$\newcommand{\trace}[1]{\operatorname{tr}\left\{#1\right\}}$ $\newcommand{\Norm}[1]{\lVert#1\rVert}$ $\newcommand{\RR}{\mathbb{R}}$ $\newcommand{\inner}[2]{\langle #1, #2 \rangle}$ $\newcommand{\DD}{\mathscr{D}}$ $\newcommand{\grad}[1]{\operatorname{grad}#1}$ $\DeclareMathOperator*{\argmin}{arg\,min}$

Setting up the environment

In [ ]:

```
import matplotlib.pyplot as plt
import numpy as np
import pandas as pd
%matplotlib inline
```

We will use an old dataset on the price of housing in Boston (see description). The aim is to predict the median value of the owner occupied homes from various other factors. This is the same data as was used in Tutorial 2. However, this time we will explore data normalisation, and hence use the raw data instead. Please download this from mldata.org.

As in Tutorial 2, use `pandas`

to read the data. Remove the 'CHAS' feature from the dataset.

In [ ]:

```
names_full = ['crim', 'zn', 'indus', 'chas', 'nox', 'rm', 'age', 'dis', 'rad', 'tax', 'ptratio', 'b', 'lstat', 'medv']
data_full = np.loadtxt('regression-datasets-housing.csv', delimiter=',')
ichas = names_full.index('chas')
data = np.delete(data_full, ichas, axis=1)
names = names_full
del names[ichas]
data.shape
```

Implement a function that will normalise each feature such that the mean value of the feature is zero and the variance is one.
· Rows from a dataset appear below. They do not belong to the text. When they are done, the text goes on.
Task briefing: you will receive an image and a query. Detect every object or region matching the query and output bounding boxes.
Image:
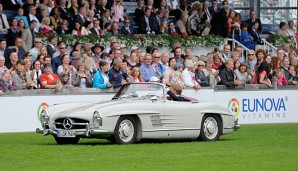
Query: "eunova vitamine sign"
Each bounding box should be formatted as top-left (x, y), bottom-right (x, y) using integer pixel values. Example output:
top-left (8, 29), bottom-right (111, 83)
top-left (215, 90), bottom-right (298, 124)
top-left (0, 89), bottom-right (298, 132)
Apply this function to each feature in the housing dataset.

In [ ]:

```
# Solution goes here
```

To simplify equations, we introduce an extra input so that the biases can be absorbed into the weights.

In [ ]:

```
num_ex = n_data.shape[0]
n_data_ones = np.hstack((n_data, np.ones(num_ex).reshape(-1,1)))
names_ones = names + ['one']
```

Compare the normalised data `n_data`

to the data from Tutorial 2 by plotting and/or comparing histograms. Discuss the potential effect of the normalisation on the regression task.

In [ ]:

```
# Solution goes here
```

Note that we are considering a regression problem. That is we want to predict the median value of homes (a real number) from the other features. We use the squared error to measure performance. $$ E = \frac{1}{2} \sum_k (y_k - t_k)^2 $$

Write down the objective function of a neural network with one hidden layer. Use the identity activation function for the hidden units. Write down the equation for 5 hidden units.
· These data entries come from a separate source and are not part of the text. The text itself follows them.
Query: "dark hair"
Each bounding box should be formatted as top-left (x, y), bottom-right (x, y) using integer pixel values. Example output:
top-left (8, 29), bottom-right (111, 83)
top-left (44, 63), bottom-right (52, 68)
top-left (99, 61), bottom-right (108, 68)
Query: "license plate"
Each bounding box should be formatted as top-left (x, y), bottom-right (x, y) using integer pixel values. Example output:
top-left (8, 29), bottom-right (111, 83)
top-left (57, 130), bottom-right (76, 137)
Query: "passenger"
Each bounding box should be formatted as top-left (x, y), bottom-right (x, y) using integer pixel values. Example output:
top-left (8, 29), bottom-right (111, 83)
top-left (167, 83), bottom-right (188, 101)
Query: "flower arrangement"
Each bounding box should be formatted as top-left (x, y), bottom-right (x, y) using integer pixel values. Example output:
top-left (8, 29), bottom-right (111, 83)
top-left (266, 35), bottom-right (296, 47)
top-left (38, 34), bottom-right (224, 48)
How many input units should there be? What should be the activation function of the output units? Explain why these choices are reasonable.

Compute the gradient $\frac{\partial E}{\partial w^{(2)}}$

One strategy to check that your code is correct in neural networks (and in general any gradient code) is to numerically check that your expression is correct. From the lecture we see that: $$ \frac{\partial E}{\partial w^{(2)}} \simeq \frac{E(w^{(2)} + \epsilon) - E(w^{(2)} - \epsilon)}{2\epsilon}. $$ For more information see the following wiki.
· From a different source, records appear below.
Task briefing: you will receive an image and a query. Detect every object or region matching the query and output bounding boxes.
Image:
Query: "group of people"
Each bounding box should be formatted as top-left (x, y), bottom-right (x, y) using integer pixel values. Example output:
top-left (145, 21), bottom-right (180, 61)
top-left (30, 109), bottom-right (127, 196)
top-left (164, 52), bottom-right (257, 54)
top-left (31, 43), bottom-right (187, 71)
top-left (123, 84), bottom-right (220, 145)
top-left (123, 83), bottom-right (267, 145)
Implement two functions, one that computes the analytic gradient and the second that computes the numerical gradient.

In [ ]:

```
# Solution goes here
```

Using the Boston housing data above, confirm that the two functions return almost the same values of the gradient for various values of $w$.

In [ ]:

```
# Solution goes here
```

Derive and implement the gradients for the hidden layer, hence giving you the full two layer neural network. Use this with the experimental set up in Tutorial 2 to analyse the Boston housing data. Recall that since we are using linear activation functions, this is equivalent to using a linear model. Compare and contrast the results of the neural network with regularised linear regression.